А следок-то, легашонок, зацепил верный, нужный следок. Не только бабенок валять учат их, видимо, в местном Корпусе! Не иначе от сыщика того полтинник просочился. Больше не от кого. И Колун, и он, Князь, сюда только золотишко таскали, ничего боле… Серебра тут тоже, конечно, нет, но ценится оно не в пример ниже. Чего же лишний груз таскать? Тем более сначала весь расчет через еврея этого, Пасечника, шел, а тот брал исключительно «рыжевье» для гешефтов своих, зубных, и не только… А полтинником этим в лавке расплачиваться, что ли? Так не ходили они тут по лавкам: встречали всегда их и привечали по первому разряду… Нет, только легавый тот мог денежку протащить

Капитан этот, начальник подпоручиков, видать, при делах. Если еще не снюхался с «землячком»… Нужно было тогда его у парадного приткнуть перышком, когда навеселе домой возвращался… От бабенки, конечно… Ну ничего, всегда успеется. Использовать надо это обстоятельство, чтобы и «землячка» подцепить, и капитана этого потопить. Покумекать нужно, что-то вроде вытанцовывается…

Молодец парнишка! Помог по полной программе: и золотишко сбыть, и след «землячка» отыскать, и паспорт выправить. Добыл, добыл он бумаги, по глазам было видно. Только цену решил набить. Жадный он очень, Виталий этот. С одной стороны, вроде бы и хорошо, таким управлять легко, а с другой – не очень-то и здорово… Жадный и продаст, если что, ни за понюшку табаку. Но это не важно… Не с собой же его тащить? Да и девку эту. Пока нужны – поживут, а там…

Князю от этой мысли показалось, что отточенная полоска стали в рукаве нагрелась. Ничего, ничего, Верный, потерпи: напьешься скоро кровушки, утолишь жажду свою вечную.

Вот и город. Здесь надо быть осторожнее.

Избегая редких освещенных мест и вообще улиц, Князь нырял в темноту проходных дворов, растворяясь в чернильной тени. Ночь с ее темнотой и была его основной стихией.

* * *

Двадцать четыре золотых кружочка, аккуратно выложенных в пять рядов на скатерти (в верхнем ряду не хватало одного), сияли своим обычным маслянистым блеском перед Драконом, местным вором в законе, в миру Свешниковым Павлом Михайловичем.

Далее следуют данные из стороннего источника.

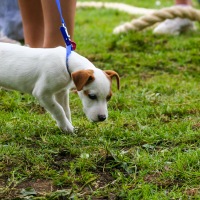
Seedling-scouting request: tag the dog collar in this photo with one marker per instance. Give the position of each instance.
(70, 46)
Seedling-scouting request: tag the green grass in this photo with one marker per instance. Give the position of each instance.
(149, 148)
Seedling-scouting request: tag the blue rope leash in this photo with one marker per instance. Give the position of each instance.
(66, 36)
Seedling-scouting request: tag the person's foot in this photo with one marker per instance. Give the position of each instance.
(175, 26)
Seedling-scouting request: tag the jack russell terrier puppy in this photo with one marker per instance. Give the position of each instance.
(45, 74)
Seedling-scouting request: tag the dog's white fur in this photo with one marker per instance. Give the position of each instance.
(43, 73)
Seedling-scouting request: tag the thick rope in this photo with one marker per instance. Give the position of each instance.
(115, 6)
(159, 16)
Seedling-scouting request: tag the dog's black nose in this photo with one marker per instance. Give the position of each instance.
(101, 117)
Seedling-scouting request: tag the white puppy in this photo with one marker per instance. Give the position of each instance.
(44, 74)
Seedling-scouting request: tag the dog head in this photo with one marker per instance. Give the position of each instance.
(94, 90)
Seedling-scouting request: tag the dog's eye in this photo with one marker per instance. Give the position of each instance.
(92, 96)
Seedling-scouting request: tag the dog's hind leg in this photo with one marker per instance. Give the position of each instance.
(48, 101)
(62, 98)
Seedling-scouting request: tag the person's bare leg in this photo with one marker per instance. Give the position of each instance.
(32, 19)
(52, 22)
(183, 2)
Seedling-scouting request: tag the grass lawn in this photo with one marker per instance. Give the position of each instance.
(149, 148)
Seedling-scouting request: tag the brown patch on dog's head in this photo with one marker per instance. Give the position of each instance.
(82, 78)
(111, 74)
(109, 96)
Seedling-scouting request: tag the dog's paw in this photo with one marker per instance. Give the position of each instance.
(68, 129)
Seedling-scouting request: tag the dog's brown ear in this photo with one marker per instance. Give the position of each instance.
(82, 78)
(112, 74)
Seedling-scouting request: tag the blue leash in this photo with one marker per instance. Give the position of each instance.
(66, 36)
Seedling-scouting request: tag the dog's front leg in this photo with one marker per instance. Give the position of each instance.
(62, 98)
(48, 101)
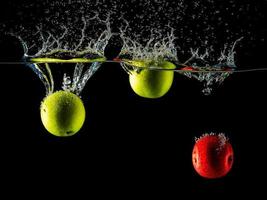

– Что скажешь хорошего, Ювелир?

Ювелир, рыхлый, словно состоявший из холодца, только снаружи чуть прихваченного пленкой кожи, не дававшей ему расплыться бесформенным блином, человек неопределенного возраста со сверкающей лысиной, юношески нежными щечками и младенческими перетяжками на аккуратненьких пальчиках, еще с минуту разглядывал двадцать пятую монету через мощную старинную лупу в потертой бронзовой оправе, затем положил и то и другое на скатерть:

– Ничего хорошего не скажу. Та же чеканка, что и у прежних, Пал Михалыч.

Ювелир, заслуживший свою кличку еще лет двадцать пять назад, во время своей первой ходки по валютной статье, слыл среди местного криминала человеком уважаемым, сведущим во всех делах, связанных с «рыжевьем» и камушками, своеобразным экспертом.

Несмотря на свою насквозь мирную внешность и то, что после последней отсидки, по мнению правоохранительных органов, твердо решил встать на путь исправления, рецидивист Запашный за себя постоять мог неплохо, и это только добавляло уважения к нему со стороны людей с наколками (только подобных себе и считавшихся настоящими людьми). Отлично ботая по фене, в повседневном обращении он предпочитал именно великий и могучий, а также человеческие имена вместо собачьих кличек, как он выражался. Дракона он знал давно и плотно и, хотя кличку его всуе произносить избегал, на Ювелира не обижался.

– Это точно?

– Обижаешь, Паша, обижаешь…

Дракон прошелся по комнате, как на тюремной прогулке, ссутулившись и заложив руки за спину.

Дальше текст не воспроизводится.